Députés et sénateurs sont parvenus, le 23 juillet 2014, à un accord définitif sur la loi d'avenir.

Après une seconde lecture du projet de loi d'avenir pour l'agriculture, l'alimentation et la forêt (LAAF), la commission mixte paritaire (CMP) s'est réunie le 23 juillet au matin. 7 députés et 7 sénateurs sont parvenus à trouver un consensus sur les divergences de points de vue entre les deux chambres du Parlement. « Ce compromis tire la loi vers le haut », a estimé Dominique Potier, député socialiste de la Meurthe-et-Moselle et participant à la CMP. Il s'agit, selon cet élu, d'une « bonne loi, affinée jusqu'au bout ». De nombreux sujets cristallisaient pourtant les divergences entre l'Assemblée nationale et le Sénat, mais la « CMP a su trouver le compromis intelligent », considère encore l'élu du PS.

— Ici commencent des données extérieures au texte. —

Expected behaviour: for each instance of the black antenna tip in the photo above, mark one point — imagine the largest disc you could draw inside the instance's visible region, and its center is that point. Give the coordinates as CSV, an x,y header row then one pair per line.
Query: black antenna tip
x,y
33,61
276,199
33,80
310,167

Commercialisation des céréales à l'intérieur des GIEE

Les GIEE ne bénéficieront pas d'un régime spécial en dehors de l'échange de semences déjà toléré dans le cadre de l'entraide agricole. Initialement, dans le texte, la possibilité de commercialiser des céréales à l'intérieur d'un GIEE avait été supprimée par les députés puis réintroduite par les sénateurs. Lors de la seconde lecture, les députés sont restés sur leurs positions, évoquant la nécessité de réguler le marché des céréales. Le Sénat enfonçait le clou en rétablissant l'autorisation d'échange de céréales entre membres d'un GIEE sans obligation d'un passage physique par un collecteur agréé. « Afin de répondre aux inquiétudes des députés, nous précisons que ces échanges resteront soumis aux déclarations statistiques et au versement des taxes prélevées lors du passage en organisme stockeur », a argumenté Renée Nicoux, sénatrice socialiste de la Creuse. Un argument qui n'a pas reçu les faveurs de la CMP malgré l'avis favorable du rapporteur et du gouvernement.

Urbanisme en zone rurale

L'habitat agricole pourra être modifié ou agrandi en zone non constructible. De nombreux parlementaires avaient critiqué les effets néfastes de la loi Duflot (relative à l'urbanisme) pour le dynamisme des territoires ruraux. Sous couvert de préservation du foncier, l'agrandissement ou la modification de maisons d'habitation situées en zone non constructible avaient été interdits. « Améliorer le logement sans aller vers le mitage » : telle était la volonté des parlementaires. Un accord a été trouvé en CMP pour autoriser la modification de l'habitat agricole. De même, lorsque le plan local d'urbanisme (PLU) l'autorisera, un bâtiment agricole situé en zone non constructible pourra être transformé en maison d'habitation.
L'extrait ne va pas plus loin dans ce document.